-2

How can I use SparkContext (to create SparkSession or Cassandra Sessions) on executors?

If I pass it as a parameter to the foreach or foreachPartition, then it will have a null value. Shall I create a new SparkContext in each executor?

What I'm trying to do is as follows:

Read a dump directory with millions of XML files:

dumpFiles = Directory.listFiles(dumpDirectory)
dumpFilesRDD = sparkContext.parallize(dumpFiles, numOfSlices)
dumpFilesRDD.foreachPartition(dumpFilePath->parse(dumpFilePath))

In parse(), every XML file is validated, parsed and inserted into several tables using Spark SQL. Only valid XML files will present objects of same type that can be saved. Portion of the data needs to be replaced by other keys before being inserted into one of the tables.

In order to do that, SparkContext is needed in the function parse to use sparkContext.sql().

Erick Ramirez
  • 13,964
  • 1
  • 18
  • 23
fattah.safa
  • 926
  • 2
  • 14
  • 36

2 Answers2

4

If I'd rephrase your question, what you want is to:

  1. Read a directory with millions of XML files
  2. Parse them
  3. Insert them into a database

That's a typical Extract, Transform and Load (ETL) process that terribly easy in Spark SQL.

Loading XML files can be done using a separate package spark-xml:

spark-xml A library for parsing and querying XML data with Apache Spark, for Spark SQL and DataFrames. The structure and test tools are mostly copied from CSV Data Source for Spark.

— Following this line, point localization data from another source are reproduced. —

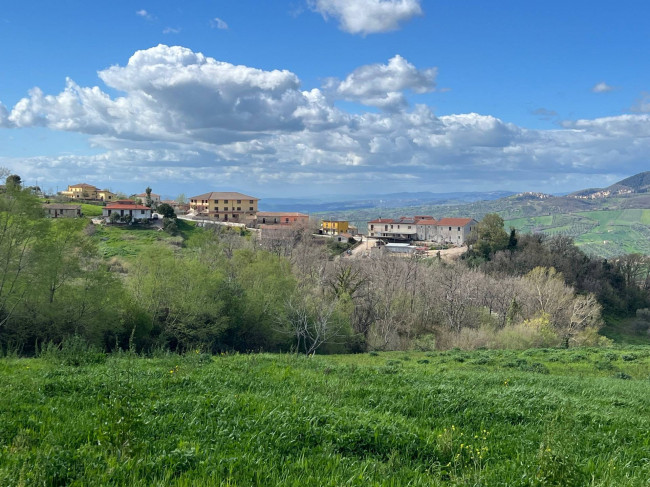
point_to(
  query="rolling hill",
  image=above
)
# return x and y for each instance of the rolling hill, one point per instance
(606, 222)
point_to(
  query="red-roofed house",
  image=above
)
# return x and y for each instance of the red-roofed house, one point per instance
(225, 206)
(423, 228)
(127, 207)
(281, 218)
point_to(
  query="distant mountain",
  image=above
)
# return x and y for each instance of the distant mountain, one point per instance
(333, 203)
(639, 183)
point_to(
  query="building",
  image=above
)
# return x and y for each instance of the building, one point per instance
(281, 218)
(142, 198)
(62, 211)
(400, 229)
(335, 227)
(83, 191)
(179, 208)
(455, 230)
(225, 207)
(125, 208)
(422, 228)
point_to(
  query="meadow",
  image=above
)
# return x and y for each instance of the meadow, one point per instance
(491, 417)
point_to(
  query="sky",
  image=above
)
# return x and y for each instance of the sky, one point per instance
(304, 98)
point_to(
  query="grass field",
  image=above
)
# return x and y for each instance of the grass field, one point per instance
(128, 241)
(541, 417)
(608, 233)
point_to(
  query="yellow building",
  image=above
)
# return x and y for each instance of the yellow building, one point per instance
(225, 207)
(335, 227)
(83, 191)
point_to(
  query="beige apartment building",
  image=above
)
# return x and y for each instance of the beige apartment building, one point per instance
(83, 191)
(225, 207)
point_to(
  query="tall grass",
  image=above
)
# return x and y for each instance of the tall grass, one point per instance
(541, 417)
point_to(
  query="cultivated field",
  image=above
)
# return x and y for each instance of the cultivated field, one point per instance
(541, 417)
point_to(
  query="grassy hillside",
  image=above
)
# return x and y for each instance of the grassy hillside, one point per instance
(607, 233)
(606, 227)
(541, 417)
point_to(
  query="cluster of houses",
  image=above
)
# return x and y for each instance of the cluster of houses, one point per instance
(422, 228)
(242, 209)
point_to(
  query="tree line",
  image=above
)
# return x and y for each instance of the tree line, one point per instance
(223, 291)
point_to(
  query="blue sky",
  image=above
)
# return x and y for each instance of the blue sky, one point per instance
(309, 97)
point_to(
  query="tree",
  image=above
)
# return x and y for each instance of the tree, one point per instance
(13, 180)
(166, 210)
(21, 225)
(489, 236)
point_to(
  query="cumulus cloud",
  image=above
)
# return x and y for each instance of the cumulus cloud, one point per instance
(382, 85)
(144, 14)
(217, 23)
(193, 118)
(368, 16)
(642, 104)
(602, 87)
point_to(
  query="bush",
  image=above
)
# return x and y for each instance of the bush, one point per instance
(74, 351)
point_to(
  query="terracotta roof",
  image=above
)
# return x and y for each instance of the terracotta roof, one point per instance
(55, 206)
(216, 195)
(454, 222)
(83, 185)
(280, 213)
(121, 206)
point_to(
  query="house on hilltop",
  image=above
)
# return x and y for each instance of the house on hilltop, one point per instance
(422, 228)
(53, 210)
(83, 191)
(281, 218)
(125, 208)
(225, 207)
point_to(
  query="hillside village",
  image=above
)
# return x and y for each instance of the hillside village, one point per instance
(403, 235)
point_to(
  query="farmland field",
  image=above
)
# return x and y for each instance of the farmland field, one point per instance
(607, 233)
(539, 417)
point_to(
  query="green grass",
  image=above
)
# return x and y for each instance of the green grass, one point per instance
(128, 241)
(540, 417)
(608, 233)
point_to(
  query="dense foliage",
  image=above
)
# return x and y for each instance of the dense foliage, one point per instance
(221, 289)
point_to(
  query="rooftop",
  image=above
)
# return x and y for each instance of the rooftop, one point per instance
(223, 195)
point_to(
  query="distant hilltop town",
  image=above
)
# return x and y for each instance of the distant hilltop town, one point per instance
(238, 209)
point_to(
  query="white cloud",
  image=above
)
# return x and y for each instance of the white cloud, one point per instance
(144, 14)
(602, 87)
(193, 118)
(642, 104)
(217, 23)
(382, 85)
(368, 16)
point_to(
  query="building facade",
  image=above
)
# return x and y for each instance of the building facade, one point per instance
(125, 208)
(83, 191)
(422, 228)
(62, 211)
(334, 227)
(281, 218)
(225, 207)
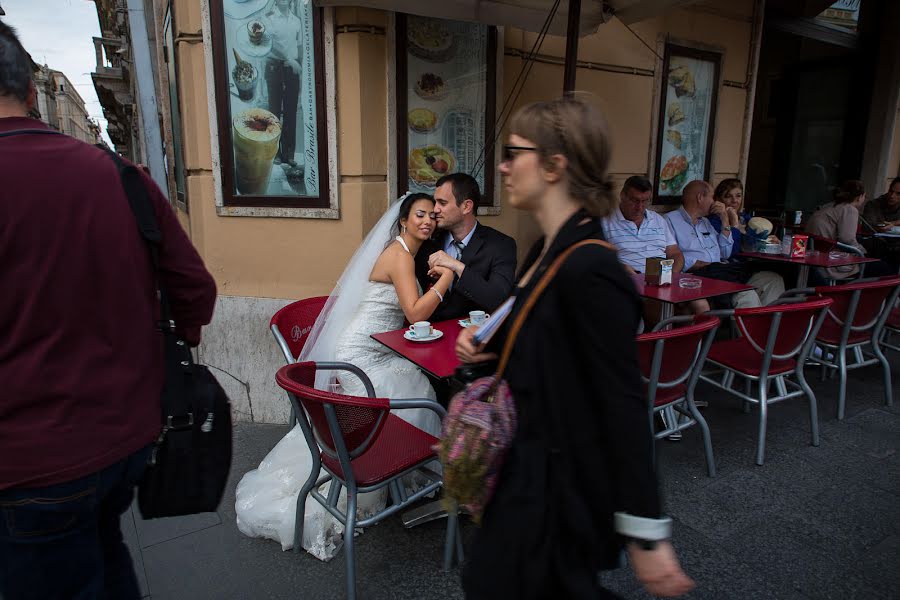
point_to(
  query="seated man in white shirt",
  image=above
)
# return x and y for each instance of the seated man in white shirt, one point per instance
(640, 233)
(703, 247)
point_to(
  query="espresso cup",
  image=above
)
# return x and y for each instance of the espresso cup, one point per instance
(421, 329)
(477, 317)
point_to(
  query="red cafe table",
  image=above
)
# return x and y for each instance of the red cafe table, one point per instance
(437, 358)
(670, 295)
(813, 258)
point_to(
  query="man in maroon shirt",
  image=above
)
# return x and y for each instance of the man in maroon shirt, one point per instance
(81, 365)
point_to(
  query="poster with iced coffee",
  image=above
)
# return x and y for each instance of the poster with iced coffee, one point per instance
(446, 97)
(686, 122)
(272, 97)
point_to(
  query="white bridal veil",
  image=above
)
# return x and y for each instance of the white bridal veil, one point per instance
(347, 294)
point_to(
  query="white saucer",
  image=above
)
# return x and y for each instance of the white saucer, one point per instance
(438, 334)
(248, 48)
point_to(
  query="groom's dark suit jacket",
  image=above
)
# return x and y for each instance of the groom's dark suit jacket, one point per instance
(490, 259)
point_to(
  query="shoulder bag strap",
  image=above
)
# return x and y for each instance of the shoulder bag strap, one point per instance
(28, 131)
(542, 284)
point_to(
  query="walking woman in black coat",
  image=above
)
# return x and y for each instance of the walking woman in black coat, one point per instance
(578, 483)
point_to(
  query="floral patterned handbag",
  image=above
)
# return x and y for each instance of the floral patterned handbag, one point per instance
(481, 422)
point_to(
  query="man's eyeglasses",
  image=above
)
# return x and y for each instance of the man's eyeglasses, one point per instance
(511, 152)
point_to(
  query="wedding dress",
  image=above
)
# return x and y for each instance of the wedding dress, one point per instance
(266, 498)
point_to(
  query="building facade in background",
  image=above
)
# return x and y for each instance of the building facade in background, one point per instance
(377, 102)
(114, 79)
(61, 106)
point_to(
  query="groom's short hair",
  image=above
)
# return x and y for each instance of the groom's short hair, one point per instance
(464, 188)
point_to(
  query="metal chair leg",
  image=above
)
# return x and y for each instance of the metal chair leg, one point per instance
(348, 544)
(460, 557)
(763, 414)
(842, 390)
(300, 511)
(450, 541)
(707, 439)
(813, 407)
(886, 367)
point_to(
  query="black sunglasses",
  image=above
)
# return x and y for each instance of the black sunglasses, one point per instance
(510, 152)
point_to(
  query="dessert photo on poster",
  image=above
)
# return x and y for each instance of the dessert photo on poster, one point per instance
(272, 96)
(446, 75)
(686, 119)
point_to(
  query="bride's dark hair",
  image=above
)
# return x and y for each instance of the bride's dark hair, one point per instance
(405, 208)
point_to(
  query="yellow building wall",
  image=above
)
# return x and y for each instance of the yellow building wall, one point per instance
(294, 258)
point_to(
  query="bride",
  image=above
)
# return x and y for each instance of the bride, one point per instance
(377, 292)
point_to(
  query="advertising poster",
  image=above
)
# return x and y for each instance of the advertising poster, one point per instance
(446, 100)
(686, 123)
(272, 97)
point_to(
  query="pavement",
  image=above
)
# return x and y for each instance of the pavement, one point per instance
(812, 523)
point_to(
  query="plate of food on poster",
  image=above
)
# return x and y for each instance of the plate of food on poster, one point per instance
(429, 40)
(429, 163)
(422, 120)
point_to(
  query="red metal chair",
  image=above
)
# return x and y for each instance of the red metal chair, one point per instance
(891, 328)
(670, 361)
(826, 245)
(775, 341)
(362, 447)
(292, 324)
(855, 321)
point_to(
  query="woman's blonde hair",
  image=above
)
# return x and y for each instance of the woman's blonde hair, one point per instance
(726, 185)
(576, 130)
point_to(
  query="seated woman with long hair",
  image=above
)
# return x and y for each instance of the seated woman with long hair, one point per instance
(839, 222)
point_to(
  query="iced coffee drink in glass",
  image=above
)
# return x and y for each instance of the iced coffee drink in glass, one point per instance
(256, 133)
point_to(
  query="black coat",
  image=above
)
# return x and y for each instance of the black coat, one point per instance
(583, 446)
(490, 259)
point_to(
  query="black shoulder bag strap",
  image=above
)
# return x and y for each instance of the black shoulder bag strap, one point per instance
(176, 409)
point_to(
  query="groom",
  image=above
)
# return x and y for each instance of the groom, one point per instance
(482, 258)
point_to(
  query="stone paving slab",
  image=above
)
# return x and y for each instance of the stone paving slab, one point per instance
(813, 522)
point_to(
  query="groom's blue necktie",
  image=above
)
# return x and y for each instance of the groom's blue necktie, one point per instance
(459, 247)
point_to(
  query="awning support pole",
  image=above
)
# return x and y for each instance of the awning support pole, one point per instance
(572, 46)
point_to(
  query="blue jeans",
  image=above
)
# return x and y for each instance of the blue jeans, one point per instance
(64, 541)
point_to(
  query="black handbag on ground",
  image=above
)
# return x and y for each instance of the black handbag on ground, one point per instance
(189, 466)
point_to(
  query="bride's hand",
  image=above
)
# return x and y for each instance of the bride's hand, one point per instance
(438, 272)
(468, 351)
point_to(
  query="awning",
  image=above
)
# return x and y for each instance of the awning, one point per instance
(522, 14)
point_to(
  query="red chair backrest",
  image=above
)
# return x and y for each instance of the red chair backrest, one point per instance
(821, 243)
(360, 419)
(872, 297)
(680, 348)
(295, 321)
(797, 322)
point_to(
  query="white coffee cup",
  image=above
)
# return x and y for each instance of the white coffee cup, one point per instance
(421, 329)
(477, 317)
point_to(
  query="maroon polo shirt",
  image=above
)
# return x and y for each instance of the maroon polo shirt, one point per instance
(80, 354)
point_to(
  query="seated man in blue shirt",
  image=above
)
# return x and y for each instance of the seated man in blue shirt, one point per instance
(705, 249)
(640, 233)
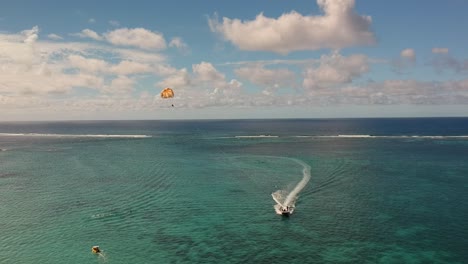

You can "install" the package using --packages command-line option:

$SPARK_HOME/bin/spark-shell --packages com.databricks:spark-xml_2.11:0.4.1

Quoting spark-xml's Scala API (with some changes to use SparkSession instead):

// Step 1. Loading XML files
val path = "the/path/to/millions/files/*.xml"
val spark: SparkSession = ???
val files = spark.read
  .format("com.databricks.spark.xml")
  .option("rowTag", "book")
  .load(path)

That makes the first requirement almost no-brainer. You've got your million XML files taken care by Spark SQL.

Step 2 is about parsing the lines (from the XML files) and marking rows to be saved to appropriate tables.

// Step 2. Transform them (using parse)
def parse(line: String) = ???
val parseDF = files.map { line => parse(line) }

Your parse function could return something (as the main result) and the table that something should be saved to.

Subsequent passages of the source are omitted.